No but I will have printed out all the email correspondence which will have the head dude pointing out there regulations.
Now if at check in stage they want to get funny I'll hand that lot over with his number and say "So good sir! Your not going with what the boss say's hmmm let me get him on the line....."
It's been listed here you need to do your home work and be prepared. Then if a shit fight dose start you have at lest start with the upper hand.
Most a check in don't give a monkeys but you do get the one who is a vegan our safe member now and again.  
Last time I came into nz all the cop wanted to know was my X spot  :Grin:  funny bugger

----------


## distant stalker

I've had mixed experiences, fine flying with ammo in plastic box one day, next day wanted it in factory box, when I queried them on why though they looked at the plastic box and decided it held everything sufficiently securely so got there in the end

----------


## zimmer

> No but I will have printed out all the email correspondence which will have the head dude pointing out there regulations.
> Now if at check in stage they want to get funny I'll hand that lot over with his number and say "So good sir! Your not going with what the boss say's hmmm let me get him on the line....."
> It's been listed here you need to do your home work and be prepared. Then if a shit fight dose start you have at lest start with the upper hand.
> Most a check in don't give a monkeys but you do get the one who is a vegan our safe member now and again.  
> Last time I came into nz all the cop wanted to know was my X spot  funny bugger


Most of my flying issues have been entering of leaving NZ. Mostly no probs elsewhere although I did have the Oz Federal Police temporarily confiscate my guns once on arrival there. But that’s another story.

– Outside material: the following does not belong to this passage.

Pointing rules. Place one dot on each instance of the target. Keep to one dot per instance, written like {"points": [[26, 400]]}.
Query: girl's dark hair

The average cop here unfortunately knows nothing about FAs. That was proven on one of my flights out from Auckland where I contacted the cops to advise of my departure with a FA. The young guy came to me in departures area, read heaps of people, to do his thing. Unbelievable. On getting the rifle out of the case a clear zone of 15 meters around me immediately occurred. The rifle in question was a muzzle loader. He instructed that I “break open the action” (shotgun speak maybe) so that he could determine the rifle was not loaded. I said it was a muzzle loader and it didn’t open up like a bolt gun. All that did was cause him to instruct again in a louder voice and the people free area around me expanded.  Eventually I was able to convince him by using the ram rod down the barrel that the rifle was charge free.

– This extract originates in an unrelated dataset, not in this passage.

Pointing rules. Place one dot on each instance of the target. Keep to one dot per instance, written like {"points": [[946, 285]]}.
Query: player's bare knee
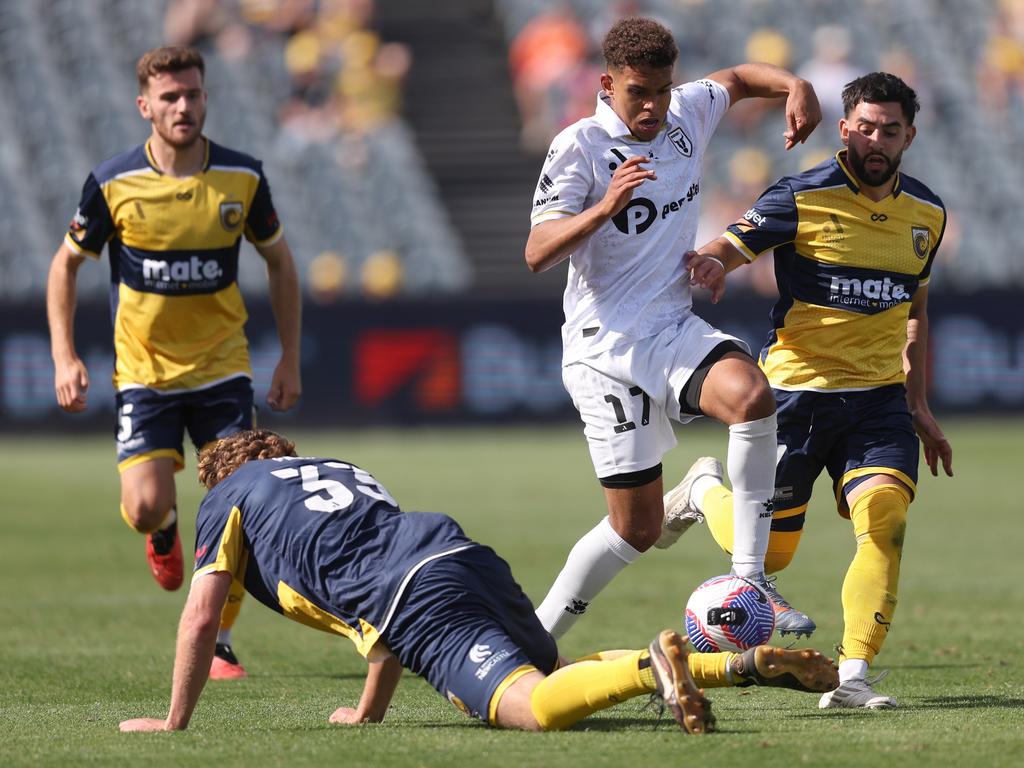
{"points": [[144, 515]]}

When we eventually returned to NZ to live I had 5 FAs with me. They took me off to one side and thru a separate lane, showed no interest in the rest of our goods, and sent us on our way miles ahead of all the other poor passengers.

Sorry, bit off topic.

----------


## Sideshow

Thanks Rushy I look forward to my speedy boarding  :Thumbsup:

----------


## Sideshow

Right just got my confirmation that I can take my firearms on the Flight. 
Emirates have been most helpful. Even emailed me when they could not open my jpegs of licenses etc. Looks like a good service so far :Thumbsup: 
Emailed the head Dude about the ammunition. 
His reply was fairly bog standard :Sad:  so I've gone out and brought a small lock box which I can fit the packets of ammo in and lock. 
Sterling -Hook Cash Box | Portable & Diversion Safes | Screwfix.com
Weight is bugger all. This will then go in my suitcase, which is what they want anyway. 
Can't do much more than that. I'll let you know how I get on :Have A Nice Day:

----------


## Ryan

Can't open a JPEG file? Cripes what computer are they using, an abacus?

----------


## Rushy

> Can't open a JPEG file? Cripes what computer are they using, an abacus?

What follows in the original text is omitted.